Apesar do medo que me inspirava, desejava dizer-lhe a verdade toda:
— Porque amo outro e nao o quero enganar.
— Quem? O que estava contigo no “electrico”?
— Nao… outro… tu nao o conheces. Mas agora faz-me o favor de me deixares e de te ires embora.
— E se eu nao quiser?
— Tu nao compreendes que ha coisas que nao se podem obter pela forca? — comecei a dizer. Mas nao pude acabar. Nao sei como, sem que a escuridao me deixasse ve-lo e ao seu gesto, recebi na cara uma tremenda bofetada.
— Anda! — disse-me.
De cabeca baixa dirigi-me rapidamente para a escada. Segurava-me outra vez pelo braco; parecia que me sustinha e me fazia voar. A cara ardia-me, mas sobretudo eu tinha um horrivel pressentimento. Esta bofetada cortava o ritmo feliz deste ultimo periodo da minha vida; as dificuldades e os terrores recomecavam.
Tomou-me um tal desespero que decidi escapar-me de qualquer maneira. Sairia de casa nesse mesmo dia; iria refugiar-me em qualquer parte. Em casa de Gisela ou num quarto alugado.
Pensava nisto com tanta intensidade que nem reparei que entrava no meu quarto. Encontrei-me — quase diria acordei — sentada na beira da cama, enquanto Sonzogne, com os seus gestos meticulosos, tirava as pecas de roupa uma por uma e as punha em cima da cadeira com metodo. A colera passara-lhe.
— Quis vir mais cedo — disse-me tranquilamente —, mas nao pude. No entanto pensei sempre em ti.
— E que pensaste? — perguntei-lhe maquinalmente.
— Que somos feitos um para o outro — disse-me num tom estranho, parando de se despir e ficando com o colete na mao. — Vim mesmo para te fazer uma proposta.
— Qual?
— Tenho dinheiro. Vamos os dois para Milao, onde tenho muitos amigos. Vou la montar uma garagem. E em Milao podemo-nos casar.
Fui tomada de uma tal fraqueza que fechei os olhos. Era a primeira vez, depois de Gino, que me propunham casamento; e quem me fazia esta proposta era Sonzogne! Desejara tanto uma vida normal, com um marido e filhos, e eis que ma ofereciam. Mas era uma normalidade reduzida a uma especie de concha no interior da qual tudo era anormal e aterrador. Disse-lhe molemente:
— Porque? Mal nos conhecemos; so me viste uma vez…
Respondeu-me sentando-se ao meu lado e segurando-me pela cintura:
— Ninguem me conhece melhor do que tu… sabes tudo a meu respeito.
Atravessou-me o espirito a ideia de que ele estivesse comovido e quisesse mostrar que me amava e que eu devia ama-lo. Mas em nada me baseava, porque nada na sua atitude me revelava semelhante sentimento.
— Pouco sei de ti — disse-lhe em voz baixa. — So sei que mataste aquele homem!

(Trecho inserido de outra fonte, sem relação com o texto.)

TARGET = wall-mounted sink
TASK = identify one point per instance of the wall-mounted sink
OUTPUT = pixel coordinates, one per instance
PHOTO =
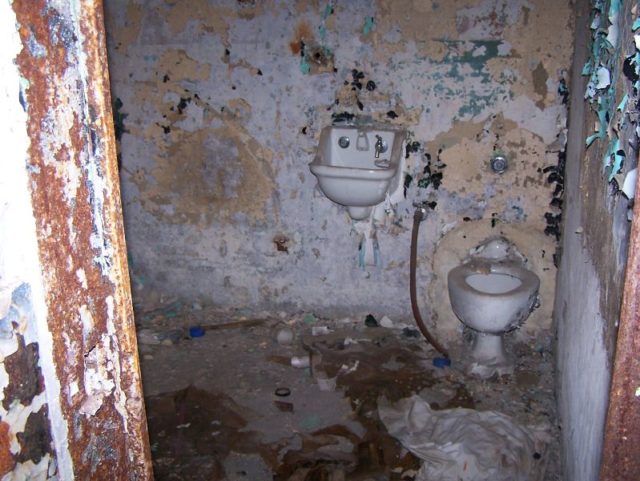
(358, 166)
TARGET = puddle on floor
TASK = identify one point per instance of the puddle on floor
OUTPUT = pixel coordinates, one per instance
(214, 414)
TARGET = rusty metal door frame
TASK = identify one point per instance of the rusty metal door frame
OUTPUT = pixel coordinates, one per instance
(101, 424)
(621, 451)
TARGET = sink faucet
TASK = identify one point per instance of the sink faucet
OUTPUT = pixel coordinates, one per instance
(379, 146)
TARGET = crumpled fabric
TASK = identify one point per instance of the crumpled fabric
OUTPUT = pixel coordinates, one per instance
(464, 444)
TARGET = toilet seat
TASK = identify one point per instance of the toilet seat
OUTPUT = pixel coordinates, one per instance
(471, 300)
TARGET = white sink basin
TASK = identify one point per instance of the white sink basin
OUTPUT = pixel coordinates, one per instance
(349, 173)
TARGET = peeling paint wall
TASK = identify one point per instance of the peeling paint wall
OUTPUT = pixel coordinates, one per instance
(70, 394)
(220, 105)
(596, 228)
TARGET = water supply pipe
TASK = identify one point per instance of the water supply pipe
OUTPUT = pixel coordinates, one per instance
(418, 216)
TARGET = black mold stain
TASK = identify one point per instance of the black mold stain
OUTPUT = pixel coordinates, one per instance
(432, 174)
(563, 91)
(35, 440)
(357, 76)
(342, 117)
(553, 224)
(118, 119)
(22, 98)
(629, 69)
(408, 178)
(184, 101)
(282, 243)
(556, 176)
(25, 380)
(411, 148)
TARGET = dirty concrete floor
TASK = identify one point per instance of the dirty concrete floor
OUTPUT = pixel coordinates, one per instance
(229, 405)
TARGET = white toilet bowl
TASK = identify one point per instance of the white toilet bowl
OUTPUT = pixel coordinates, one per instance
(492, 293)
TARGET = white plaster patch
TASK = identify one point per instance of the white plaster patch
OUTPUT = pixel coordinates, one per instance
(17, 415)
(82, 278)
(19, 260)
(86, 320)
(31, 471)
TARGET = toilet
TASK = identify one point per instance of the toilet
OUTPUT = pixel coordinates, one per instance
(492, 292)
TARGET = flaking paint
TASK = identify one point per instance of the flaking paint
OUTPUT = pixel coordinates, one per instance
(458, 75)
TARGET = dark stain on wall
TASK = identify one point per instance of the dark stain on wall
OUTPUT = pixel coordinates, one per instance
(25, 379)
(35, 440)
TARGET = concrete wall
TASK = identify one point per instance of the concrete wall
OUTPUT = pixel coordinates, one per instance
(596, 227)
(219, 108)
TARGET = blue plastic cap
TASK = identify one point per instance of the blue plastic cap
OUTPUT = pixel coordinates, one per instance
(441, 362)
(196, 331)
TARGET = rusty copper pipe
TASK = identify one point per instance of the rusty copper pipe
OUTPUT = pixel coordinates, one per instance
(418, 216)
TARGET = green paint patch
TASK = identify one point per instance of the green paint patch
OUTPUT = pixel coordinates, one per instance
(369, 23)
(476, 57)
(476, 103)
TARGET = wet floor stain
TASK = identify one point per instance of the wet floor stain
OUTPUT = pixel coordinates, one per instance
(210, 433)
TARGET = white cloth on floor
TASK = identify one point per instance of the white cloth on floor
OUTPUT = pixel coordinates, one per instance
(464, 444)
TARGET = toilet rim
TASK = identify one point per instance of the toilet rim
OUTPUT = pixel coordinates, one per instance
(529, 280)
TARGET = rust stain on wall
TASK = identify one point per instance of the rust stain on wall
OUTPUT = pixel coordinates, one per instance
(6, 457)
(75, 197)
(177, 65)
(208, 173)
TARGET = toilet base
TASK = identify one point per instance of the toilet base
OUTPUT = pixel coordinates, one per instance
(489, 356)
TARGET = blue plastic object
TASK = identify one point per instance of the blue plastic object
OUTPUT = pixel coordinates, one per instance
(441, 362)
(196, 331)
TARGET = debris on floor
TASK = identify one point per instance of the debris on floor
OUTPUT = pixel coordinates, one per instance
(297, 397)
(464, 444)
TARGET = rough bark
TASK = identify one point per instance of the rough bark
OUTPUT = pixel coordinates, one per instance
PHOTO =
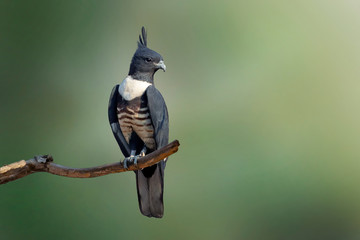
(45, 163)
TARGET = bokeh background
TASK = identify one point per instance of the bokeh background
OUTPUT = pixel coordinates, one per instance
(262, 95)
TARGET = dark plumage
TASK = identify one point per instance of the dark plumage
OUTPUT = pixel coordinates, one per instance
(139, 120)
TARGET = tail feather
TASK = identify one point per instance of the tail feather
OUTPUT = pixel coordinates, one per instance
(150, 192)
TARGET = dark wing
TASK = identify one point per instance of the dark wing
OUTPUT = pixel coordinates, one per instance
(114, 122)
(159, 116)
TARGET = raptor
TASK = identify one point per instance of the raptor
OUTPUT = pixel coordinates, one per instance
(139, 120)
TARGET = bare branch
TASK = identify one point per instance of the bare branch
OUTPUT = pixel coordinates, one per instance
(44, 163)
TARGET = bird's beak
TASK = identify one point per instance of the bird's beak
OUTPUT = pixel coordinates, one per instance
(161, 65)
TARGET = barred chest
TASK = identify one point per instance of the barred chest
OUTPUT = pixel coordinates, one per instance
(134, 117)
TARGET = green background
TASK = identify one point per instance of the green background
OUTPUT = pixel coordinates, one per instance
(262, 95)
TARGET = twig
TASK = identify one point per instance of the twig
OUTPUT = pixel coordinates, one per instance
(44, 163)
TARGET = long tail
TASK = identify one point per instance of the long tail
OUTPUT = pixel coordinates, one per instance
(150, 187)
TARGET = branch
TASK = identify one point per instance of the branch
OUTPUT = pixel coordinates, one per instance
(44, 163)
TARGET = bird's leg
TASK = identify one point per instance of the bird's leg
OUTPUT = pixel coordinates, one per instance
(142, 154)
(131, 158)
(143, 151)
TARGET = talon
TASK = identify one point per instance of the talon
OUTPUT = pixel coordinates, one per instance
(135, 159)
(126, 160)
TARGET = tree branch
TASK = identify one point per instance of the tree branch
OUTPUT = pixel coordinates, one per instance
(44, 163)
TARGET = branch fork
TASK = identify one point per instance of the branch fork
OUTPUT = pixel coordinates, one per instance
(45, 163)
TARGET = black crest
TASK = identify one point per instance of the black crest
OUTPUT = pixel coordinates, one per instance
(142, 40)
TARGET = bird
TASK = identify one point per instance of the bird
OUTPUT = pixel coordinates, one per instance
(139, 120)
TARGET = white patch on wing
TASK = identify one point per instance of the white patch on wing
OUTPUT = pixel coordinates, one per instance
(131, 88)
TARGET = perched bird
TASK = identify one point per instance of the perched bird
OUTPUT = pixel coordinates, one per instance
(139, 120)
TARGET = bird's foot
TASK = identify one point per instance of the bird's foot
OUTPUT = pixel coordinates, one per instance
(131, 159)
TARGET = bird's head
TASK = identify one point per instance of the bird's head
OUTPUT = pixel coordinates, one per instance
(145, 61)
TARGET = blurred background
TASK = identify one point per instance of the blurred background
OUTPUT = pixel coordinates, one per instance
(262, 95)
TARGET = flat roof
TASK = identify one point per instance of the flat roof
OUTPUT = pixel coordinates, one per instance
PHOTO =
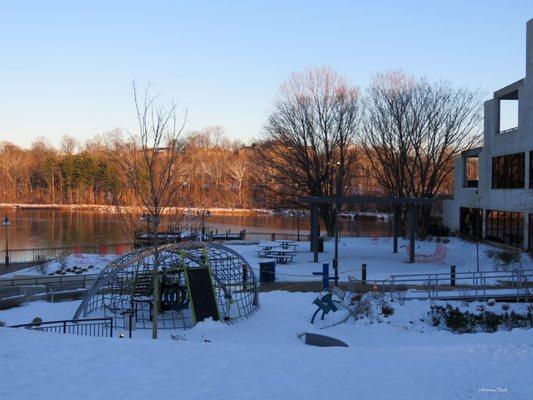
(509, 92)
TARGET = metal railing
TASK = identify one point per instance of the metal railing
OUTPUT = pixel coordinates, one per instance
(515, 284)
(96, 327)
(22, 256)
(45, 280)
(277, 236)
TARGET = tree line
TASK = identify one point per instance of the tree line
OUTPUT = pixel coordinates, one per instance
(322, 136)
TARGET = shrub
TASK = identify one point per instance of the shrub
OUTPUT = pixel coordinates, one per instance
(490, 253)
(487, 321)
(458, 321)
(504, 259)
(41, 267)
(387, 310)
(492, 321)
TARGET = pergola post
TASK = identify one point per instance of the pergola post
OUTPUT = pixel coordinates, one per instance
(314, 231)
(396, 227)
(413, 220)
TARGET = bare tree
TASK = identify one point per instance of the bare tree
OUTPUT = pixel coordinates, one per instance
(151, 161)
(68, 145)
(413, 131)
(310, 138)
(237, 168)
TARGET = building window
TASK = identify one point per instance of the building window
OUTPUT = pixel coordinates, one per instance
(531, 169)
(505, 227)
(530, 229)
(508, 115)
(508, 172)
(471, 178)
(471, 223)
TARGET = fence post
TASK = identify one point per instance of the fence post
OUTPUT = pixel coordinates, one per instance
(452, 275)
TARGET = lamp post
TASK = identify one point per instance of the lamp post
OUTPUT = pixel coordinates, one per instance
(146, 218)
(203, 214)
(5, 224)
(338, 194)
(478, 233)
(298, 216)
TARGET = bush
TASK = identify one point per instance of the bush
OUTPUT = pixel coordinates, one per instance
(492, 321)
(490, 253)
(387, 310)
(465, 322)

— E depois — continuou como se falasse consigo — estou cansado de estar so… Quando se vive so acaba-se sempre por fazer alguma asneira.
Disse-lhe passado um momento:
— Assim de repente nao te posso responder nem sim nem nao… Da-me algum tempo para reflectir.
Com grande admiracao minha, respondeu-me, de dentes cerrados:
— Reflecte, reflecte, nao ha pressa.
Depois continuou a despir-se.
O que me ferira fora sobretudo a frase: “Somos feitos um para o outro.” Agora perguntava a mim mesma se ele nao teria razao apesar de tudo. A quem poderia eu aspirar de futuro senao a um homem como ele? Por outro lado, nao era verdade que um laco obscuro que eu reconhecia e temia me ligava a ele? Surpreendi-me repetindo em voz baixa: “Acabou! Acabou!” e sacudindo desesperadamente a cabeca disse-lhe em voz clara:
— Para Milao? Mas tu nao tens medo que te procurem?
— Disse isso por dizer… Na realidade eles nem sabem que eu existo!
De repente a lassidao que me tomara os membros desapareceu: senti-me muito forte e muito decidida. Levantei-me, tirei o casaco e fui pendura-lo no bengaleiro. Como habitualmente, fechei a porta a chave, depois fui a janela e puxei as cortinas. De pe em frente do espelho, comecei a desabotoar o vestido. Mas interrompi-me e voltei-me para Sonzogne. Estava sentado na beira da cama a tirar os sapatos.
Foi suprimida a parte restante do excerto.